The Son of Grief and Pro are now period curios, descriptions of a lost world, of which only vestigial traces remain. Yet they remain in some respects quite venturesome

"Am I right in saying that you let yourself go, and enjoyed yourself enormously?" Patrick wrote his brother. "My criticism is that you have let personal things and memories - childhood, Brighton, cricket grounds - Barbados - personal happenings - that you have written down these things without really and painfully trying (as an artist must) to convey them vividly to a reader who has no such personal memories."

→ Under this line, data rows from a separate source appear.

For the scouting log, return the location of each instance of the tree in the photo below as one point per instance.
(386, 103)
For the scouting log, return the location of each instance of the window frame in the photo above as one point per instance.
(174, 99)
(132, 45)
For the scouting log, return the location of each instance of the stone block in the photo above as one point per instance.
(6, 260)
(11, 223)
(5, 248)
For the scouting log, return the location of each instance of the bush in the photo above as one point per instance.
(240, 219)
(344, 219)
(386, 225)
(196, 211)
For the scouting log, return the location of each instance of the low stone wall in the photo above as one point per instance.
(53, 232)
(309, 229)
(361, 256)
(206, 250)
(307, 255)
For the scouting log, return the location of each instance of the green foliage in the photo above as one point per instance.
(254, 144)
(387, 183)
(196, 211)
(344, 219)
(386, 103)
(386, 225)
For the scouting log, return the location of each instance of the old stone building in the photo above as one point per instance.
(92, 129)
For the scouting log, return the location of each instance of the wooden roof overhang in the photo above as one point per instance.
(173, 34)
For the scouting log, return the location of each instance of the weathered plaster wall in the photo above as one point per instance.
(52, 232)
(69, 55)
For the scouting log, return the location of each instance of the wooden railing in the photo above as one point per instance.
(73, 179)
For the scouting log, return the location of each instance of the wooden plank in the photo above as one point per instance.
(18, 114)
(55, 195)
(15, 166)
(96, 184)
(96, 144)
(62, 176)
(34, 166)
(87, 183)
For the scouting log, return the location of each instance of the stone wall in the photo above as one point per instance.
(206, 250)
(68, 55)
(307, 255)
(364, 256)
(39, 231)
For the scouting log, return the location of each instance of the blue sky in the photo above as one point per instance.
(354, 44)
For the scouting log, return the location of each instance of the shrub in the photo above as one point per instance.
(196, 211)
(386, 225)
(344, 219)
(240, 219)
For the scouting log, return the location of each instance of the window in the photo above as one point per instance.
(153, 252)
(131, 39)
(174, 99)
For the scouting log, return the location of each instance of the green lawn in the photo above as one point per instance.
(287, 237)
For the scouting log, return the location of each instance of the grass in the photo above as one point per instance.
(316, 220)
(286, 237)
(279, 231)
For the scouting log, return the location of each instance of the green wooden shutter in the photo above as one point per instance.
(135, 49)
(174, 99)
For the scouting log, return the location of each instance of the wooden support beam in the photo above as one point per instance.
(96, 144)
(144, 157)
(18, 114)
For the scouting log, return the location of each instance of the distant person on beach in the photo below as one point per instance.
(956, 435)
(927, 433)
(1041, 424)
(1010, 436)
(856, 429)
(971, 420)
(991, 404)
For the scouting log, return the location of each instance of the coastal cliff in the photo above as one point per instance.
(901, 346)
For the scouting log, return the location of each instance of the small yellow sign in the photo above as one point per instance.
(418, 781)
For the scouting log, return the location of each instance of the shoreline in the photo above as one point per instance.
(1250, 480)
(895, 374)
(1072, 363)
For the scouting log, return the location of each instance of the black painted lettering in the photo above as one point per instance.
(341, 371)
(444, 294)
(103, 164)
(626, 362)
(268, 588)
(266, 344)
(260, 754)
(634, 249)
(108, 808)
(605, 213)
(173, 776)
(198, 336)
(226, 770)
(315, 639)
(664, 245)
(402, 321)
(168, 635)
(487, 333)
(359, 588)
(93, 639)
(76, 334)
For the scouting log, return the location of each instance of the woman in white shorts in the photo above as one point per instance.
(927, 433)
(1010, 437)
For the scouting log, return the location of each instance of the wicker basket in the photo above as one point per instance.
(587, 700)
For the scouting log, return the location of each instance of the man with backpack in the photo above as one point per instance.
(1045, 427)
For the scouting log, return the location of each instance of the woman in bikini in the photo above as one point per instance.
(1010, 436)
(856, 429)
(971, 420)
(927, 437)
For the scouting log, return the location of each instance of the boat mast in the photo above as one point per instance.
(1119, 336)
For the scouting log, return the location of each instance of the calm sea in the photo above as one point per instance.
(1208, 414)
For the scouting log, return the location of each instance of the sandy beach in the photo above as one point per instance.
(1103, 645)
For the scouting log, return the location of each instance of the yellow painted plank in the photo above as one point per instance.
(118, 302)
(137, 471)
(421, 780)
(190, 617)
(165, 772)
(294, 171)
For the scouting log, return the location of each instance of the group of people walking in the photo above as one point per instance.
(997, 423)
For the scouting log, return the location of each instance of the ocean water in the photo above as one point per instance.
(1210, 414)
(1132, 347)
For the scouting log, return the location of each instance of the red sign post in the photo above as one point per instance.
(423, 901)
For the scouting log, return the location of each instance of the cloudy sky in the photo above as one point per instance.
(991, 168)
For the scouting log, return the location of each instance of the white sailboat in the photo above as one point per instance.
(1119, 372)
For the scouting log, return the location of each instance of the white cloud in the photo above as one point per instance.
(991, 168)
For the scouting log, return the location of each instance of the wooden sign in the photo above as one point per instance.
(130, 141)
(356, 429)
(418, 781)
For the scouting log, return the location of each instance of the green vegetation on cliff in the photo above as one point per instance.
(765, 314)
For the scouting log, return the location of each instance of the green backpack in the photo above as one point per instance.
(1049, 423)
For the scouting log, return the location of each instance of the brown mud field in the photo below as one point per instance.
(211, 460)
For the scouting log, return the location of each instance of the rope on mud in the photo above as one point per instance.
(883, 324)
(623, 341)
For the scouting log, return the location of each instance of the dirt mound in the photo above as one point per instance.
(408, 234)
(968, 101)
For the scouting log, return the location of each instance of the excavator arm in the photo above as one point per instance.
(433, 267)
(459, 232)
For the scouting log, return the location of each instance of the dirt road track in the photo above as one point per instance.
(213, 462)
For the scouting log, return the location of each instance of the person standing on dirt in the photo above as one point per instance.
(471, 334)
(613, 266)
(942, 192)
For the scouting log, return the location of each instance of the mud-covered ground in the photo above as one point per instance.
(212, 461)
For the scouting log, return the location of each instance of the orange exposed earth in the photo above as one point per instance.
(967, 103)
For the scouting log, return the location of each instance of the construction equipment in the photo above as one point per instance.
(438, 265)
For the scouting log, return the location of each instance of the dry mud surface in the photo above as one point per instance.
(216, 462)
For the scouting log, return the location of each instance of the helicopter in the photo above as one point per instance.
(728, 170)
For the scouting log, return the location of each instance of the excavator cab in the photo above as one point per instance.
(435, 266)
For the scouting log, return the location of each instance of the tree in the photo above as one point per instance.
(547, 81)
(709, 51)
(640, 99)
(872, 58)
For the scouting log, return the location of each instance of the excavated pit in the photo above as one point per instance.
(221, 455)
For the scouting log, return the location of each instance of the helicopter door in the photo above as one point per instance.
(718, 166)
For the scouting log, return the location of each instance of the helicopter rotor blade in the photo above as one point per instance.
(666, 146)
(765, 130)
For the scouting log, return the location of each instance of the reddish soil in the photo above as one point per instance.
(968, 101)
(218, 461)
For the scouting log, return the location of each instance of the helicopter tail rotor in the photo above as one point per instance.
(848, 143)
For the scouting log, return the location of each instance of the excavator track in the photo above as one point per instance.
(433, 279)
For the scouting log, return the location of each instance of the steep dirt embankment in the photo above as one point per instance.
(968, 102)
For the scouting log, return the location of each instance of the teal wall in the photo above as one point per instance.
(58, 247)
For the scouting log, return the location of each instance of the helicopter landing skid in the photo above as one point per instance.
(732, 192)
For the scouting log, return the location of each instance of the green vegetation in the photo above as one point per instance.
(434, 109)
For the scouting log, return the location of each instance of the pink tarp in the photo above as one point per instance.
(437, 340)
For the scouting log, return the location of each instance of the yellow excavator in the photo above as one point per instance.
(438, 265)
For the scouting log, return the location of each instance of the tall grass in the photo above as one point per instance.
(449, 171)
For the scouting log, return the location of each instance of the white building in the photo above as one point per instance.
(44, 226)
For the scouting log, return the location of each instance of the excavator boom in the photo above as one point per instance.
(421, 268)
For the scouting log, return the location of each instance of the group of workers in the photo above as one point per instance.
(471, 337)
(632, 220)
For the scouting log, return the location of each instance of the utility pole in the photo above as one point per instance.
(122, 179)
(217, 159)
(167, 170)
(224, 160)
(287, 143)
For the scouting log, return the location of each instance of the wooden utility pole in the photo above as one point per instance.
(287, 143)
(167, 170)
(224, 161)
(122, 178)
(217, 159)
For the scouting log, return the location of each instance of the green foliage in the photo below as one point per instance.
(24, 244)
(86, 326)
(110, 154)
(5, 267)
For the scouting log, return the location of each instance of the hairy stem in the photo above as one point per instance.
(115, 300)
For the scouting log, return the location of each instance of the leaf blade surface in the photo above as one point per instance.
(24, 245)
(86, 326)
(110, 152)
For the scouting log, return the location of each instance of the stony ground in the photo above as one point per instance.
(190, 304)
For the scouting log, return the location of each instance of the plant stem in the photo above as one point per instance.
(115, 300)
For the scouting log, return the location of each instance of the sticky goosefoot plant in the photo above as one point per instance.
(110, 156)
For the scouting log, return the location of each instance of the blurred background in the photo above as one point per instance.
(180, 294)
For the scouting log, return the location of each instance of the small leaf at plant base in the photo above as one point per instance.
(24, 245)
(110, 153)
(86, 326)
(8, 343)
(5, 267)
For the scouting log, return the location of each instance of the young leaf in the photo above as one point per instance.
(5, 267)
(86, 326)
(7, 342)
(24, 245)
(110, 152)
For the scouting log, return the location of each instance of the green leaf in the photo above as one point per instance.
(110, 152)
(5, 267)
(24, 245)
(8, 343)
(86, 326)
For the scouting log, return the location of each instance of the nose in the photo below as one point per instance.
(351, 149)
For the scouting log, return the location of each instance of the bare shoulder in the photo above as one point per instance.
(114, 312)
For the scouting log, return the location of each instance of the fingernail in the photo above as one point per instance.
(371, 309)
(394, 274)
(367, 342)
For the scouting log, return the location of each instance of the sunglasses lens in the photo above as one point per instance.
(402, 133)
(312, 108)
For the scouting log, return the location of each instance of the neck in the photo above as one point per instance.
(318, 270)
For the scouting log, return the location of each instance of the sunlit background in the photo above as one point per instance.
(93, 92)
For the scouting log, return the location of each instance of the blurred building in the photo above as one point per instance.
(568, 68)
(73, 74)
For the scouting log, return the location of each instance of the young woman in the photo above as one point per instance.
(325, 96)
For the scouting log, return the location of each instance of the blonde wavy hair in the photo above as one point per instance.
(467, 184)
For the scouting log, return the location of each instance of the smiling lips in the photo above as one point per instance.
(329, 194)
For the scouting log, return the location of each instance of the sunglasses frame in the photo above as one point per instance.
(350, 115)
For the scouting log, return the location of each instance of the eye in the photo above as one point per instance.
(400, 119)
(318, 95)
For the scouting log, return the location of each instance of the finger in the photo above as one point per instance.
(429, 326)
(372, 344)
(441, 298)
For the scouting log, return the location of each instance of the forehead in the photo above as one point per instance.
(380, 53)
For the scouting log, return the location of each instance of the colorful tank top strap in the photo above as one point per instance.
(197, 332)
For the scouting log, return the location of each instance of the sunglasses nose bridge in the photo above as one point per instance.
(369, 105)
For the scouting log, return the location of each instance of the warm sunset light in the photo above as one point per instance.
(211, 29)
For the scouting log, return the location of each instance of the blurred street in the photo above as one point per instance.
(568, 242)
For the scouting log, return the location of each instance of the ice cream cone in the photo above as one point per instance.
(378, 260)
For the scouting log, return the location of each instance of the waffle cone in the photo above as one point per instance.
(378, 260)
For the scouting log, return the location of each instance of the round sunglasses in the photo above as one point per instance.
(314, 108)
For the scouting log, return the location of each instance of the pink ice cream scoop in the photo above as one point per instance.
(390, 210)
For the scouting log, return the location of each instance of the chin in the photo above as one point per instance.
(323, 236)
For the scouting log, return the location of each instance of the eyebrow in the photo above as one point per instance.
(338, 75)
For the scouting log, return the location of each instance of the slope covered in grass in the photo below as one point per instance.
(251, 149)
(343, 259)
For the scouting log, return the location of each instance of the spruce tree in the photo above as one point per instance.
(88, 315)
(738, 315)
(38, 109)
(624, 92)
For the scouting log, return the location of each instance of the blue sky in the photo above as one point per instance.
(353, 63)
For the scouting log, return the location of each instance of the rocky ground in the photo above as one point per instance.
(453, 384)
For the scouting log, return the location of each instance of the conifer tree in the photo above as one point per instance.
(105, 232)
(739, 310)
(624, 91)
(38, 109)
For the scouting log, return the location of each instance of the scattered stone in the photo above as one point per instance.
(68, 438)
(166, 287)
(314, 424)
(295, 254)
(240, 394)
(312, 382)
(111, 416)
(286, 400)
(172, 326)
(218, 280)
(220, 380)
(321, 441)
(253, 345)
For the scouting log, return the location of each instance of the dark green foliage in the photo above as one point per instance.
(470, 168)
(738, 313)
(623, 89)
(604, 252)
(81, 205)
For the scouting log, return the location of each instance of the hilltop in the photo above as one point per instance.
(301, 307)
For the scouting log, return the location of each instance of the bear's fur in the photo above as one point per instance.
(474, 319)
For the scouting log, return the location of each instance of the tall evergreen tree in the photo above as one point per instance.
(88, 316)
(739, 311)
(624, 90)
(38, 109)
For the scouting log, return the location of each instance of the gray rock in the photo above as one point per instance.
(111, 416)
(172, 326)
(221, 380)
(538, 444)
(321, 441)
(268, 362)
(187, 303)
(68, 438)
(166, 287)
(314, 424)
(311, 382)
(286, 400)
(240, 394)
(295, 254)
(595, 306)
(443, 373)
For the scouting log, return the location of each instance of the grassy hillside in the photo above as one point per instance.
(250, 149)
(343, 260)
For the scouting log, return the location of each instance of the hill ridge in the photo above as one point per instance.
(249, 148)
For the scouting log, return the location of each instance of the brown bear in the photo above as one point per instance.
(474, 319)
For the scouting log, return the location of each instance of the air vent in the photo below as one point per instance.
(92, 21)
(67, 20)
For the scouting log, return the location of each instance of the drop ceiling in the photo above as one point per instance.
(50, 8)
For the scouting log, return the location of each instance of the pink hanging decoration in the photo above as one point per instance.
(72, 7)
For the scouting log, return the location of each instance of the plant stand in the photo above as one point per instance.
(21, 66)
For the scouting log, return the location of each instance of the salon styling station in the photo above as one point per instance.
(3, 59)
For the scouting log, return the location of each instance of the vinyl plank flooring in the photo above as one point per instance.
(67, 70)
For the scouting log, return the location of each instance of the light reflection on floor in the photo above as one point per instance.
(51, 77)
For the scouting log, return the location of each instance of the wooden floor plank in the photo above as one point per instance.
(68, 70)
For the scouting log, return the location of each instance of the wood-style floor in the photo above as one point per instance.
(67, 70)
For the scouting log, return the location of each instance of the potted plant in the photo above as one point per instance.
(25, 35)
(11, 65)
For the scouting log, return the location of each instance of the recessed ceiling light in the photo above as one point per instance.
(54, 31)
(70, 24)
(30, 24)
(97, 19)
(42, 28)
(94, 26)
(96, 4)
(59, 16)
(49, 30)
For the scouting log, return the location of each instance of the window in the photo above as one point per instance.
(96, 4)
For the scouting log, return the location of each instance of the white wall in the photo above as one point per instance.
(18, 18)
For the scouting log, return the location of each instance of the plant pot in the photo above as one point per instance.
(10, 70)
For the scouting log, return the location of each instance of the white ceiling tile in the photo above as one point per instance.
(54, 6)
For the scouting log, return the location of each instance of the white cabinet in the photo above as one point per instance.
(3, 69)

Yet Pro is also hugely readable, getting along at a T20 clip. The cricket passages are convincing, especially those where Lamb toils in the nets with Peveril to perfect "Q-bowling", and the dialogue is brisk and understated. John Betjeman in the Daily Herald called it "a subtle character study", while an unsigned reviewer in the Observer thought that "the Wisden public will be enchanted", even if Wisden actually failed to review it, and also failed to acknowledge its author's 1974 death. Bruce Hamilton would by then have emulated Carew in making his most successful book his last, a memoir of the reputation that had haunted him: The Light Went Out: The Life of Patrick Hamilton (1972).

The Son of Grief and Pro are now period curios, descriptions of a lost world, of which only vestigial traces remain. Yet they remain in some respects quite venturesome. Their politics, Carew's woolly liberalism and Hamilton's terse Marxism, are frank. Their characterisations of professional cricketers are shaded, their evocations of the game's workaday routine effective. Women are influential, even a little scary, to men accustomed to their own society, unless it's Jim Revill in Pro, a mordant ladykiller. And if the sharp class distinctions are archaic, the books' concern with another kind of class, that determined by ability, is decidedly contemporary.

In neither book is there any character that resembles a star of cricket - a towering, charismatic or legendary figure, no Grace, or Hobbs, or Hammond, or Bradman. Carew's Peveril is "just about the best all-round county cricketer in England", while also acknowledging that "somehow or other I just lack Test match class"; Hamilton's Lamb is "sound and by no means unattractive in method, but without any glimpse of genius". They are settled in the middle, where the bulk of cricketers still fall, doing their best. And perhaps in their sympathy with such figures, the strains and strivings, the glimmers of success and the fallings just short, the novelists revealed something of themselves.